High-Throughput Screening of Ni-Rich Layered Cathode Materials for Sodium-Ion Batteries Based on Machine Learning

Ni-rich layered cathode materials have attracted widespread attention due to their high capacity and cycle life for sodium-ion batteries (SIBs). Screening stable Ni-rich layered cathode materials is extremely important for improving their electrochemical performance. In this paper, a transfer learning (TL) combined with deep neural networks (DNN) method is developed to predict the average voltage and specific capacity of Ni-rich layered cathode materials, and to screen doped cathode materials with excellent electrochemical performance. First, two training datasets from Materials Project (MP) are constructed for initial training and retraining of DNN model, respectively. 2673 potential cathode materials are obtained by using element substitution as test dataset for DNN model.
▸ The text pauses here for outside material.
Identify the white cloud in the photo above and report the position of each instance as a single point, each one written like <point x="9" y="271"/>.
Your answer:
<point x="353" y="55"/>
The best predicted results by using initial trained DNN models showed the mean absolute errors of 0.44V and 27.36mAgh-1 for voltage and specific capacity, respectively. Then, a TL method is integrated into our DNN model for retraining. The performance of retrained DNN model is significantly improved to 0.25V for voltage and 60.23mAgh-1 for specific capacity, compared with the previous DNN model. Finally, 391 cathode materials are identified for Ni-rich SIBs with average voltage > 3.8V and specific capacity > 240 mAgh-1, most of which are Co-free materials. This work provides a fast and effective method for high-throughput screening of Ni-rich cathode materials with high average voltage and specific capacity.